The color of the wedge reflects the direction the activity is going: red means the activity is decreasing; green means the activity is increasing between the pair. The shading echoes the disparity, which relates to how steep the activity cliff is. The result is a focused view of the SAR around a particular compound.
Figure 6 shows the activity view around o-F-phenyl (pIC50 7.7), one of the most potent compounds in the data set.
Starting from the o-Cl substituent and going clockwise, it can be seen that replacing the o-F substituent in the focus compound (pIC50 7.7) with o-Cl (pIC50 7.3) or o-Me (pIC50 7.4) has a very slight detrimental effect on activity, as these substituents are associated with a less negative electrostatic field.
Introducing a second F in the meta position does not impact activity (pIC50 7.7), while the unsubstituted phenyl ring is much less active (pIC50 6.6), as it lacks the favorite small halogens in ortho, meta.
Replacing m-F with m-Cl again does not impact activity.
The introduction of a second o-F substituent (pIC50 6.8) instead causes a drop in activity, an effect not highlighted by the activity cliff summary, as only one example of ortho, ortho disubstitution is available in the data set.
Replacing o-F with o-CF3 (pIC50 7.1) causes a modest drop in activity, which is difficult to explain in terms of electronic effects: this compound is possibly an outlier to the general trend shown by the activity cliff summary maps.

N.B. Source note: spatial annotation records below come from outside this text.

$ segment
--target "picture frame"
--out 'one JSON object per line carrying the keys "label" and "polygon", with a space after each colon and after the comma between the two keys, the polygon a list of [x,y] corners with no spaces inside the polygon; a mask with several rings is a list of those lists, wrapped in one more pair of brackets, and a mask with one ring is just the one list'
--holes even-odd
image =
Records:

Removal of the o-F substituent causes a drop in activity, as can be seen for m-F (pIC50 6.9), m-Me (pIC50 7.1) and m-Cl (pIC50 7.1).
Finally, the lack of small halogens in the ortho and meta positions, together with the introduction of unfavorable steric bulk in the para position, causes the dramatic drop in activity in p-F (pIC50 5.1): this substituent is also associated with a more negative electrostatic field.

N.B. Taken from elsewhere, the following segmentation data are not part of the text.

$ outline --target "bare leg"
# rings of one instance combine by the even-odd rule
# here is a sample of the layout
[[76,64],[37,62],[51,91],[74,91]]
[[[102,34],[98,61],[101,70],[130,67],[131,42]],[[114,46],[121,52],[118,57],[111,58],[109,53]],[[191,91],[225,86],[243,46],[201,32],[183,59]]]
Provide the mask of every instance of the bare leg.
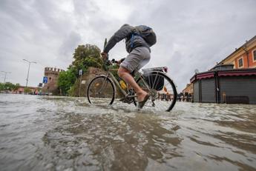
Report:
[[141,89],[140,87],[136,83],[134,77],[131,76],[130,71],[126,68],[120,67],[118,70],[118,76],[131,87],[133,87],[137,95],[138,101],[142,101],[148,93]]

In this case study, Activity Atlas and Activity Miner were successfully applied to decipher the SAR of the right-hand side phenyl ring of a series of voltage-gated sodium ion channel Nav1.7 antagonists, starting from a very limited amount of SAR data and no available crystallographic information about the bioactive conformation.
The activity cliffs summary in Activity Atlas was used to get an overview of the SAR landscape, focusing on the prevalent SAR signals.

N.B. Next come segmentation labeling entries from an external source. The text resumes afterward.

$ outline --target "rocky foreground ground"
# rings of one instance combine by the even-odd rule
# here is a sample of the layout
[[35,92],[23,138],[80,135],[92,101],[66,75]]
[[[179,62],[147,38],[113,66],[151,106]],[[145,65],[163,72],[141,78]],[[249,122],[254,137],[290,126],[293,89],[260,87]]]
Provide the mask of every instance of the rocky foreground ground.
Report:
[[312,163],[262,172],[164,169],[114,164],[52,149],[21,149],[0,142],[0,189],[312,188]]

Activity Miner was used to drill down into the Activity Atlas maps to understand subtle molecule-to-molecule structure-activity changes and identify potential outliers.
The two methods used in combination were able to quickly identify and decipher the most relevant features underlying protein-ligand interaction.
The information derived from this analysis can be of invaluable help for drug discovery projects to inform design decisions and help prioritize molecules for synthesis.